Only four police officers came, they said they couldn´t help us and they left. Again I had to call Rebecca, and it was she who called the police again from New York. A dozen police officers arrived, and they started making nasty comments about homosexuals, saying that we shouldn´t throw our lifestyle in people´s faces, and that we had caused what was happening by our dirty sodomite behaviour. They fired teargas into the crowd which was hurling stones at us and the police, I was shit scared. All I could think of was what had happened to Victor, and that we might end up the same way. I went to live in a very isolated gated community in the hills in Kingston. I didn´t want to leave Jamaica, but I would notice police cars at my gate. I didn´t pay much of a mind to it, but one day when I was stuck in traffic, a man got out of his car and came across to me and said:
“Gareth, we know who you are, and we´re going to kill you and then we´ll burn J-FLAG down.”
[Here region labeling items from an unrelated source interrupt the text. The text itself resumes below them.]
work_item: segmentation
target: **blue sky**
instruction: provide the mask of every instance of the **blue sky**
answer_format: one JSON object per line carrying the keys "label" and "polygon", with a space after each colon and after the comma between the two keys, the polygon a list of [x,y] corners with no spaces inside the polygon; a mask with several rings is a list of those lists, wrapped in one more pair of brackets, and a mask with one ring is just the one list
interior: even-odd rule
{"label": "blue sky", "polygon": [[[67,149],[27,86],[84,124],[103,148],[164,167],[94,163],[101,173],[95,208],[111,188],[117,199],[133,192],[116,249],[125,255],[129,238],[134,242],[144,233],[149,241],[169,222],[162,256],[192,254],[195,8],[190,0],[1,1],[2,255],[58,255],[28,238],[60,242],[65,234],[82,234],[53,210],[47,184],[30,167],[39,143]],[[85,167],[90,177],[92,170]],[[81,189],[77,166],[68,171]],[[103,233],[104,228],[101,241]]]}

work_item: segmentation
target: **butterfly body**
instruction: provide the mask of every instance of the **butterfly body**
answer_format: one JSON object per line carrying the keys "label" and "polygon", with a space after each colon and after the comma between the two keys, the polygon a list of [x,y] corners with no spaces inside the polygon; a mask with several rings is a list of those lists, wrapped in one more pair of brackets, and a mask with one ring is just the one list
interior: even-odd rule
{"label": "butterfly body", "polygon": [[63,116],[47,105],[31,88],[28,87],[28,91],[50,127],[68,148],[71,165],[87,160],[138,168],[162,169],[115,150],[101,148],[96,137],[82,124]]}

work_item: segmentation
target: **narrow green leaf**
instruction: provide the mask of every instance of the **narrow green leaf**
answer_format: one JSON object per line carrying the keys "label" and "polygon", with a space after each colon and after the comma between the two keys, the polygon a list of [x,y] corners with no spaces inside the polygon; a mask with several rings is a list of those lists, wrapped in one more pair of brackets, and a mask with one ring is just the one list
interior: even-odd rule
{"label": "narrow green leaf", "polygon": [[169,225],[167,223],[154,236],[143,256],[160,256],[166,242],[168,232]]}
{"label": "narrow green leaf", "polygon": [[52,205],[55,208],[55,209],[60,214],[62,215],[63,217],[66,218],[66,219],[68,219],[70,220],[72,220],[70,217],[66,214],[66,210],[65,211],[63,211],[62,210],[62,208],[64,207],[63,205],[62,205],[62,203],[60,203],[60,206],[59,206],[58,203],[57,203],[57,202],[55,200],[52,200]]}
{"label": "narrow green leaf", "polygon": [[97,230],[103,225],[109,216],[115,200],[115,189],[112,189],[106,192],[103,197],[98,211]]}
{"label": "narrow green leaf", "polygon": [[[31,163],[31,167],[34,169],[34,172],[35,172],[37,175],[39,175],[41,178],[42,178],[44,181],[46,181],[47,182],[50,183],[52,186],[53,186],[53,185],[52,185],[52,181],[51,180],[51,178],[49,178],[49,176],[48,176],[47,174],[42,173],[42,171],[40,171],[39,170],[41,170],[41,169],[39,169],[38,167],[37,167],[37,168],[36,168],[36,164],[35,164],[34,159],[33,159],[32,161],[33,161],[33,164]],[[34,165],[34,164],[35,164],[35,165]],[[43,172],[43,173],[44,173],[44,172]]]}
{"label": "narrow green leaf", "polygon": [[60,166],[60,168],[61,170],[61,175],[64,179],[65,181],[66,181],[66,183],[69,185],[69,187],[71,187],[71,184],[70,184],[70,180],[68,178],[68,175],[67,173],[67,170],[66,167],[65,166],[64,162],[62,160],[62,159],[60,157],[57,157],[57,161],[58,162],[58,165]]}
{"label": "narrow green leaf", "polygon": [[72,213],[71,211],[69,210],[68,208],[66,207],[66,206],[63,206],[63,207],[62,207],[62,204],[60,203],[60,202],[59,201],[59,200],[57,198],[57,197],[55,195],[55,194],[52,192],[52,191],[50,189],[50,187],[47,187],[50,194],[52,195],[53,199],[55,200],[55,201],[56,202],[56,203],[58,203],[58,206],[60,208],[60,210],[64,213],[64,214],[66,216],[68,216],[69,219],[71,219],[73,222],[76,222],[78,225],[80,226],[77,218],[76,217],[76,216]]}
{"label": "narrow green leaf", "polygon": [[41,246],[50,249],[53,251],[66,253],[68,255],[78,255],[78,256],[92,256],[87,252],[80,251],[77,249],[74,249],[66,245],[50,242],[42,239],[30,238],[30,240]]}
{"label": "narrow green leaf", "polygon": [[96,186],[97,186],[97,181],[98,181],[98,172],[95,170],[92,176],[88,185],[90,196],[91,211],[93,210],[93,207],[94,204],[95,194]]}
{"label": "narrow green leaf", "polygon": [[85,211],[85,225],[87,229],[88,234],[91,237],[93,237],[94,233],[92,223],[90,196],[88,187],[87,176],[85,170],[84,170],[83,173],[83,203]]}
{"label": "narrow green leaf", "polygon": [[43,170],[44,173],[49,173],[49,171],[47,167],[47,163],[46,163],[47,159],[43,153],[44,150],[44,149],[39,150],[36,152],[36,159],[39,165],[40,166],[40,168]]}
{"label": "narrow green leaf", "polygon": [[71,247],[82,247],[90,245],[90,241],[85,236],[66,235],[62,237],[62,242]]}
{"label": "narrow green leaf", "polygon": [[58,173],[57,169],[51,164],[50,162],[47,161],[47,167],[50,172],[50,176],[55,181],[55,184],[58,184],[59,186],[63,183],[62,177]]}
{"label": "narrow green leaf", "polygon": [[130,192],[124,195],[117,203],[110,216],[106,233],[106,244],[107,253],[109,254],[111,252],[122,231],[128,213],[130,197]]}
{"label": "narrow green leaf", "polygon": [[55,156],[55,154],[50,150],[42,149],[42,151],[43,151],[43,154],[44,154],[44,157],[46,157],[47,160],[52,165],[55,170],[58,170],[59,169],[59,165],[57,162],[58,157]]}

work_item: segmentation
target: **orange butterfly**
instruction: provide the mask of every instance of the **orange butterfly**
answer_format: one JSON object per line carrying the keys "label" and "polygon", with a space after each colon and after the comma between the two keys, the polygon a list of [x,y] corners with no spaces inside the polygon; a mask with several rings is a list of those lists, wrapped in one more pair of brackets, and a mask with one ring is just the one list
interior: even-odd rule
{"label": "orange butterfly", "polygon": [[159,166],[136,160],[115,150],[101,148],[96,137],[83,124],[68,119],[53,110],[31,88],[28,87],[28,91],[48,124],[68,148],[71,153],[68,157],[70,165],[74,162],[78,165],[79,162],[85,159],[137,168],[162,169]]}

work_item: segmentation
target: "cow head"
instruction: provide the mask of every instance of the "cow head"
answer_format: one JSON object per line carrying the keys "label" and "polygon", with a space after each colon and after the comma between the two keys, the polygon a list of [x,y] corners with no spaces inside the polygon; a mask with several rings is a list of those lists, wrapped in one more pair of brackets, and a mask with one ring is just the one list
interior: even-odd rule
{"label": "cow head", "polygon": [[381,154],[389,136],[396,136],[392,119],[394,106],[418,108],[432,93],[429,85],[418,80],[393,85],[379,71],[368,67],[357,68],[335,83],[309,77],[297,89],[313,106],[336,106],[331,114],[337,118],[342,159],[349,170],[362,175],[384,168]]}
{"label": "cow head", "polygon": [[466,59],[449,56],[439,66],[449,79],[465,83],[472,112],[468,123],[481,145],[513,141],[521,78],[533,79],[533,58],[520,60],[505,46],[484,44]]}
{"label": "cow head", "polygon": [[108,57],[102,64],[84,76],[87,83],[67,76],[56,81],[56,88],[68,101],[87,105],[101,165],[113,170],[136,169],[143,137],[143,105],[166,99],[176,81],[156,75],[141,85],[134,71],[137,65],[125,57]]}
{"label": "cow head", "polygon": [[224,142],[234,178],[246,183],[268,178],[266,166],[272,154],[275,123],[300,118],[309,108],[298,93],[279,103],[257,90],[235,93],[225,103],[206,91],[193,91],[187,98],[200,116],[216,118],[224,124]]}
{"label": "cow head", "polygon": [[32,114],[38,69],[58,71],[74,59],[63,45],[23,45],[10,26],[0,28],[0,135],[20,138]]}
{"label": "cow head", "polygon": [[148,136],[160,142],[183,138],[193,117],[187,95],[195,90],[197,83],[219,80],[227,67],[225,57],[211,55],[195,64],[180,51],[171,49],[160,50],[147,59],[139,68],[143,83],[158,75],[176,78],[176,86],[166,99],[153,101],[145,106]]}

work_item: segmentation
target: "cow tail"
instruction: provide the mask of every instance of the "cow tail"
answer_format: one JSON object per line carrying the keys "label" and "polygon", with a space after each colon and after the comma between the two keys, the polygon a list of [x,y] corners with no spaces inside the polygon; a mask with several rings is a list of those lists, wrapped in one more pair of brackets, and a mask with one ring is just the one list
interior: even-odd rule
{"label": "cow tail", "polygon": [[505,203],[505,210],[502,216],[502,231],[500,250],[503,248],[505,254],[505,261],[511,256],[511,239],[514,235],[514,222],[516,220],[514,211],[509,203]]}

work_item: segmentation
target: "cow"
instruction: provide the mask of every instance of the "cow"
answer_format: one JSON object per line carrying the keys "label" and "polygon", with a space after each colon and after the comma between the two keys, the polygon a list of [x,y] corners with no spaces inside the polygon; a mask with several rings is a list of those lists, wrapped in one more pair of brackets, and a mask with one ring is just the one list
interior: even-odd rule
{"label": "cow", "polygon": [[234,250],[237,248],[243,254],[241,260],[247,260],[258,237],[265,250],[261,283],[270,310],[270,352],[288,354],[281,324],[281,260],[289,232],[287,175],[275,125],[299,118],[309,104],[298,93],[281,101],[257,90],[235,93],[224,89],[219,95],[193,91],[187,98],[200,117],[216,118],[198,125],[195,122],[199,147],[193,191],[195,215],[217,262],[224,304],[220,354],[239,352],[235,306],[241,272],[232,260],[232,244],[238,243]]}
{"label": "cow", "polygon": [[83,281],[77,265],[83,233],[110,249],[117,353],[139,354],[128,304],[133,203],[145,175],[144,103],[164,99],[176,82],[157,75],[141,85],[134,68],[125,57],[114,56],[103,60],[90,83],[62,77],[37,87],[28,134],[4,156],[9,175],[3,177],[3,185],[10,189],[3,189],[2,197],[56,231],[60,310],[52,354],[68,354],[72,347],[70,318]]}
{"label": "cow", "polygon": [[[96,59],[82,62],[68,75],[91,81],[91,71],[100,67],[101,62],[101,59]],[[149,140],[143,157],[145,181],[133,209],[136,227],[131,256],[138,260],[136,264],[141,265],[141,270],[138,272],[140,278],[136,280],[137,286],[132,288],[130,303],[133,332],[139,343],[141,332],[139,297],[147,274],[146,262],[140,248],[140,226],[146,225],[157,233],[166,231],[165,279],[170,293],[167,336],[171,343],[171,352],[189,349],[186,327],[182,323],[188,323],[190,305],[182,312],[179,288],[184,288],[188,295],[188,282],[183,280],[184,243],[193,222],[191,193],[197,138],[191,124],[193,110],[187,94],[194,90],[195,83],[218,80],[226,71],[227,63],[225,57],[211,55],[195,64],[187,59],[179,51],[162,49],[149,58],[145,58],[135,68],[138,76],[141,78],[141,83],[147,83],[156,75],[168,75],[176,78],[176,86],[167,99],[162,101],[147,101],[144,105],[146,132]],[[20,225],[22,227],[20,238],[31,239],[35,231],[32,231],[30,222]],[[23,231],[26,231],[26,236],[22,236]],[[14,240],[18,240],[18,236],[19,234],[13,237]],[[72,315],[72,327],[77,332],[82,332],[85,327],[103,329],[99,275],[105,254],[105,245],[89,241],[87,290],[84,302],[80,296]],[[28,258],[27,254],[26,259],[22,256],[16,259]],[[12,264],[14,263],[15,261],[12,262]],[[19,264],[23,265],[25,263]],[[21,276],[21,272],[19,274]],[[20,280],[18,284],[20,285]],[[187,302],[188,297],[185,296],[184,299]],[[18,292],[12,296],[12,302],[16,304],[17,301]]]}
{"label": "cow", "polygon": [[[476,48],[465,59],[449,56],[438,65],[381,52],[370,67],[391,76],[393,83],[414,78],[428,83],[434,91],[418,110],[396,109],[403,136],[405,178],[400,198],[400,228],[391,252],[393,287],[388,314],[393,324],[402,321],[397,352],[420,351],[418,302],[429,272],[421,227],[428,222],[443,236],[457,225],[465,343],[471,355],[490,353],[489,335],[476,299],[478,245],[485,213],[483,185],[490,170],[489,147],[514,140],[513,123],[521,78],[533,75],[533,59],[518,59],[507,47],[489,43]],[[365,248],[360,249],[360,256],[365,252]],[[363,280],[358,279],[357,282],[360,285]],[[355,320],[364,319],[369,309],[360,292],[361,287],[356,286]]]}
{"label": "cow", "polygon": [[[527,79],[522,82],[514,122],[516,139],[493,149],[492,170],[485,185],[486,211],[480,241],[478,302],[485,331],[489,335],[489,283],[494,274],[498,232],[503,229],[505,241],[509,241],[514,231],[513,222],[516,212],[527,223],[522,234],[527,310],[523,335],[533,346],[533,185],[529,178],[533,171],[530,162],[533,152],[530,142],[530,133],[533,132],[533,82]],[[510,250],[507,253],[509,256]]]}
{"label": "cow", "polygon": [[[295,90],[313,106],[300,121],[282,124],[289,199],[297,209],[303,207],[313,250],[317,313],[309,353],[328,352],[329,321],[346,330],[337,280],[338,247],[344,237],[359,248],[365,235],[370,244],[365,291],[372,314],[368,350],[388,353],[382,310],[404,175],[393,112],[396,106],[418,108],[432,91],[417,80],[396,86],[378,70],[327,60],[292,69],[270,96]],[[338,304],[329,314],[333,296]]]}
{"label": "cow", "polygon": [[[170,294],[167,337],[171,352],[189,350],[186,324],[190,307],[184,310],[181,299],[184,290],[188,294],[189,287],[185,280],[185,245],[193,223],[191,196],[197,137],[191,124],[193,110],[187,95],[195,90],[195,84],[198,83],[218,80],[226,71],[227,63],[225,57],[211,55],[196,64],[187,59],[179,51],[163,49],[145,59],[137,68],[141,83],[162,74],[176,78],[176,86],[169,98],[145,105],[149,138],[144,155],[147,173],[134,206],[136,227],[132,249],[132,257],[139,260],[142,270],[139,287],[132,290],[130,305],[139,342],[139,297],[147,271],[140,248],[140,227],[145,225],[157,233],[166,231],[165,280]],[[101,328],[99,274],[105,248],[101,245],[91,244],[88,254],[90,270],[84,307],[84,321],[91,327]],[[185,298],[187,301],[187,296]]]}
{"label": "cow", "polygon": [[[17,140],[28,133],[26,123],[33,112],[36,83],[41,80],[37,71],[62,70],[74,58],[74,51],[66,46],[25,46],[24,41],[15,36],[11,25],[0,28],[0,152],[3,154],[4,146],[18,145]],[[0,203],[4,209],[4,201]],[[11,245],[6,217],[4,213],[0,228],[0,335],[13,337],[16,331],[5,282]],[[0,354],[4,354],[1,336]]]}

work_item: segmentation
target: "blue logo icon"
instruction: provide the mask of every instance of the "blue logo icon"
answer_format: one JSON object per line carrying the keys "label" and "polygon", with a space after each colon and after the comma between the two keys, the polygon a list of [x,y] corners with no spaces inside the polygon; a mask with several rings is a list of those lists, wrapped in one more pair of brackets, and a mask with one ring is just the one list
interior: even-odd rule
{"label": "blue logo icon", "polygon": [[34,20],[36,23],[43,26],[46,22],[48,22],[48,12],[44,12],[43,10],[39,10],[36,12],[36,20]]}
I went to see my boyfriend – we´d been together for two years – and to see my mother in the hospital. She was sick with diabetes and suffering from hypertension, and we had a discussion, and it was decided that I should leave. A month after that, I left for Canada, and my boyfriend left a month later.
Chang was granted political asylum in th US in 2004.
Homophobia in our society is well rooted in Christianity which is very much a colonial import. Certainly, religious prejudice within Jamaican society have played a foundational role in homophobic violence which has plagued Jamaica for the las decade. It´s certainly true that there have been gay-on-gay killing´s in Jamaica as Bishop Blair asserts, but that´s true of any society, and what his comments smack of is that old bugbear of blaming the victim. The fact is that Jamaica is a very fundamentalist society. The Spaniards brought Catholicism to Jamaica, and then the British brought their own brand of Anglican Puritanism. Sure, you´ve had the invasion of the Evangelicals in recent times, but it´s still at heart an Old Testament society, and gays are bearing the brunt of that.